Prostaglandin D2 Receptor DP2 Mediates Eosinophil trafficking into the Esophagus

Shizhong Zhang; Xiaoying Wu; Shaoyong Yu

doi:10.1111/dote.12118

. Author manuscript; available in PMC: 2015 Aug 1.

Published in final edited form as: Dis Esophagus. 2013 Oct 25;27(6):601–606. doi: 10.1111/dote.12118

Prostaglandin D2 Receptor DP2 Mediates Eosinophil trafficking into the Esophagus

Shizhong Zhang ¹, Xiaoying Wu ¹, Shaoyong Yu ^1,^*

PMCID: PMC4000277 NIHMSID: NIHMS508774 PMID: 24165271

Abstract

Eosinophilic esophagitis is characterized by eosinophil predominant inflammation in the esophagus. How eosinophils migrate and infiltrate into the esophagus, however, is less clear. Our previous study demonstrated mast cell activation led to eosinophil infiltration in the esophagus. Prostaglandin D2 (PGD2) is an important mediator released from activated mast cells. The present study aims to determine whether PGD2 induces eosinophil infiltration into the esophagus via a DP2 receptor-dependent mechanism. Using an in vivo guinea pig model, PGD2, DP1 agonist, or DP2 agonist were injected into the esophagus. Esophageal tissues were removed 2-hour after injections and proceeded to either H-E staining or immunofluorescent-staining of eosinophil major basic protein (MBP) to compare each treatment-induced eosinophil infiltration in the esophagus. In a separate study, ovalbumin-sensitized guinea pigs were pretreated with either DP2 or DP1 antagonists, followed by inhalation of ovalbumin to induce mast cell activation. Esophageal tissues were then processed for immunofluorescent-staining of MBP. PGD2 injection in the esophagus led to an increase of eosinophil infiltration in esophageal epithelium at the injection site as revealed by H-E staining. Increased infiltration of eosinophils was further confirmed by the increased presence of MBP-labeled immuno-positive (MBP-LI) cells in esophageal epithelium. Injection with DP2 agonist 15(R)-PGD2, but not DP1 agonist BW 245C, mimicked the PGD2-induced response. In ovalbumin-sensitized animals, antigen inhalation increased MBP-LI cells in esophageal epithelium. Pretreatment with DP2 antagonist BAY-u3405, but not DP1 antagonist BW 868C, inhibited the antigen inhalation-induced increase of MBP-LI cells in esophageal epithelium. These data support the hypothesis that PGD2 induces eosinophil trafficking into the esophageal epithelium via a DP2-mediated pathway, suggesting a role of DP2 antagonist in the prevention of eosinophilic esophagitis.

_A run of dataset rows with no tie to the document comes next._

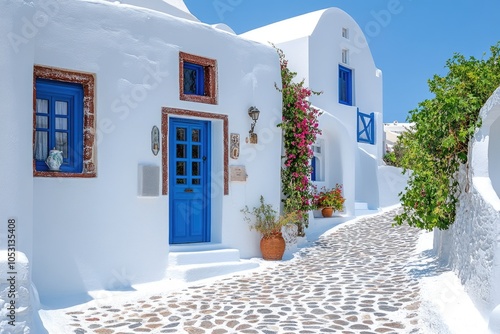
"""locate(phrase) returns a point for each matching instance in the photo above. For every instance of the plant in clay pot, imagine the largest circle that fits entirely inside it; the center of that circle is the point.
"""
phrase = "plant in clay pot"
(330, 200)
(265, 220)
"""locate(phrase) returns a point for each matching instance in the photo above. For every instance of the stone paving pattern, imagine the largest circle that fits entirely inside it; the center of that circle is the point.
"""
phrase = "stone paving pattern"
(355, 280)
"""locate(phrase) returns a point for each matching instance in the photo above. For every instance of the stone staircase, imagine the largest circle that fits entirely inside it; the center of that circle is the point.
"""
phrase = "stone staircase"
(361, 209)
(195, 263)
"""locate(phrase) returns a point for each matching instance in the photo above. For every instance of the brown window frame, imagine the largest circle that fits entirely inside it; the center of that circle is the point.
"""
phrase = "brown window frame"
(87, 80)
(210, 82)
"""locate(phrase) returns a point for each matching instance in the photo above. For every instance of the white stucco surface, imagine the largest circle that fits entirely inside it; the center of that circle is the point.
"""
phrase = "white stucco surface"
(472, 245)
(172, 7)
(16, 311)
(313, 44)
(98, 233)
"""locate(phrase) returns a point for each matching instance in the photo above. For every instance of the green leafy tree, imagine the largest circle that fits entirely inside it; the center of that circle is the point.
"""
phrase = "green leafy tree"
(438, 142)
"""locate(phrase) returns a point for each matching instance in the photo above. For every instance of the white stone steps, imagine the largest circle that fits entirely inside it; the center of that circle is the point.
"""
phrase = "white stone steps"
(190, 266)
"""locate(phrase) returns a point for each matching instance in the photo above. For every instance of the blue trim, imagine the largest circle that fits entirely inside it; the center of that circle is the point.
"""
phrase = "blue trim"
(72, 94)
(190, 201)
(197, 87)
(345, 85)
(366, 128)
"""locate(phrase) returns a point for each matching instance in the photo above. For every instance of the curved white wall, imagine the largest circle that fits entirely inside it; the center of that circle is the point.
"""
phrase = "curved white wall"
(472, 244)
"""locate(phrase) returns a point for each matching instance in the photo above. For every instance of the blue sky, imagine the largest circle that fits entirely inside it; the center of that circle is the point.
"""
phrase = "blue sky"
(409, 45)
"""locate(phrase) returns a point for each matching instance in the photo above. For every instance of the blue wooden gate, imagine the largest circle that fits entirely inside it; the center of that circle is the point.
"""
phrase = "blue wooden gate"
(366, 128)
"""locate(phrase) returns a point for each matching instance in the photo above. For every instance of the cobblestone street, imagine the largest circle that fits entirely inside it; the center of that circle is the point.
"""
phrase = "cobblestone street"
(354, 280)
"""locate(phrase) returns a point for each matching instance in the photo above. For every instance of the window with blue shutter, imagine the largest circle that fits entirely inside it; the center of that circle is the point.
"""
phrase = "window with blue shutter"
(194, 79)
(197, 78)
(366, 128)
(345, 85)
(59, 124)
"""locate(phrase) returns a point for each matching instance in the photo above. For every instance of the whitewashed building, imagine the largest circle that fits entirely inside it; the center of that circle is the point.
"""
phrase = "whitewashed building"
(150, 108)
(328, 49)
(472, 244)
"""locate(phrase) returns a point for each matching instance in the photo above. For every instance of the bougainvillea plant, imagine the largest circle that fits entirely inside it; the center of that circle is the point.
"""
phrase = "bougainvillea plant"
(300, 129)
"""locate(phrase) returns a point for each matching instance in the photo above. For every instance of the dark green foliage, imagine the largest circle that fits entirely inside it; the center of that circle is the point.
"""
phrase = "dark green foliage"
(439, 141)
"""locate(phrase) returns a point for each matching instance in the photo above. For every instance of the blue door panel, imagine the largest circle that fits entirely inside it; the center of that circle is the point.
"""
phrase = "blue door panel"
(189, 166)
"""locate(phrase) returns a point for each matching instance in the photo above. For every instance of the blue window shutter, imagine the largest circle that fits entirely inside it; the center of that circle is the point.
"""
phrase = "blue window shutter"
(366, 128)
(194, 79)
(63, 126)
(345, 85)
(313, 172)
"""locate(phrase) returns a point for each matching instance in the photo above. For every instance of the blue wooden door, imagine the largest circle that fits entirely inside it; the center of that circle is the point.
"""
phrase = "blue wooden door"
(189, 181)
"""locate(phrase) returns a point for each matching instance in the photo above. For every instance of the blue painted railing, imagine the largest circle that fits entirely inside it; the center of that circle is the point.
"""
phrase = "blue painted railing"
(366, 128)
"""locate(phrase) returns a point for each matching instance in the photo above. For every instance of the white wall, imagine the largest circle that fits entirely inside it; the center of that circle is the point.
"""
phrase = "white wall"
(471, 246)
(97, 233)
(339, 157)
(16, 91)
(494, 155)
(325, 53)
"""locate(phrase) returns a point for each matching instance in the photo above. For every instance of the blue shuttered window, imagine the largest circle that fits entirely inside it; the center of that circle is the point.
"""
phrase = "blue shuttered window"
(59, 124)
(366, 128)
(194, 79)
(345, 85)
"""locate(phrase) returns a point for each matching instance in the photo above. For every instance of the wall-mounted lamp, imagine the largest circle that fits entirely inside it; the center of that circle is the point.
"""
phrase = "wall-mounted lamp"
(155, 140)
(253, 112)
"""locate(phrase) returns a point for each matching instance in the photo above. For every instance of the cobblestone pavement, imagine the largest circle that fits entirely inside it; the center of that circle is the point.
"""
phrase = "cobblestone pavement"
(355, 280)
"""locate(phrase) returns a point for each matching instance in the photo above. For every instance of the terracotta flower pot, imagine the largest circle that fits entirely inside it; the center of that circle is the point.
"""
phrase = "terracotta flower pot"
(327, 212)
(272, 247)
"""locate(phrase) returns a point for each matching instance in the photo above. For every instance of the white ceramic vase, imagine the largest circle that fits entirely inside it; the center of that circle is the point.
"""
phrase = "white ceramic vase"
(54, 160)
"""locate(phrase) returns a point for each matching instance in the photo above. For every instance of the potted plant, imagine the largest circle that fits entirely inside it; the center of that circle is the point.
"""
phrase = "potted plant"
(330, 200)
(268, 222)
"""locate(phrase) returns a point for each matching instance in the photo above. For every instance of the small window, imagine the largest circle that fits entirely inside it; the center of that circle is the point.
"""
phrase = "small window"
(62, 120)
(317, 162)
(194, 79)
(345, 33)
(345, 85)
(197, 79)
(345, 56)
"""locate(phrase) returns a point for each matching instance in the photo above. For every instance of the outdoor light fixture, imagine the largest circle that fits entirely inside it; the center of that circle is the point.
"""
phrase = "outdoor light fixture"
(253, 112)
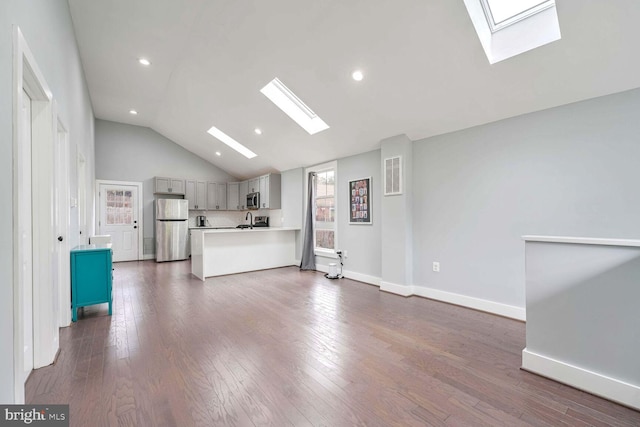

Keywords: mast cell, eosinophilic esophagitis (EoE), prostaglandin D2

Introduction

Eosinophilic esophagitis (EoE) has emerged in the last two decades as a significant esophageal disorder affecting all age groups (1). In esophageal biopsy, 15 eosinophils per high-power field under microscope are considered a minimum threshold for the diagnosis of EoE (1, 2). Eosinophils are derived from CD 34+ hematopoietic progenitor cells in the bone marrow and are found mainly in circulation rather than in peripheral tissues. Normal human esophageal tissue has only minimal eosinophils (3), but their number increased in the inflamed esophagus (4). Even though increased infiltration and degranulation of eosinophils are the predominant features of EoE, other inflammatory cells such as mast cells and T helper cells may also play important roles in the development of EoE. Currently, the mechanisms of eosinophil migration from the circulation with infiltration into the esophagus are still less clear. Previous studies demonstrated that certain Th2 cytokines and chemokines such as interleukin-5, interleukin -13, and eotaxin, play important roles in this infiltration process (1). A recent clinical trial revealed that anti-IL-5 antibody therapy significantly reduces, but does not normalize, esophageal eosinophil infiltration in patients with EoE, and clinical symptom improvement is not as promising (5) as diet elimination (6). This suggests that factors other than the Th2 cytokine IL-5 may also contribute to this infiltration process.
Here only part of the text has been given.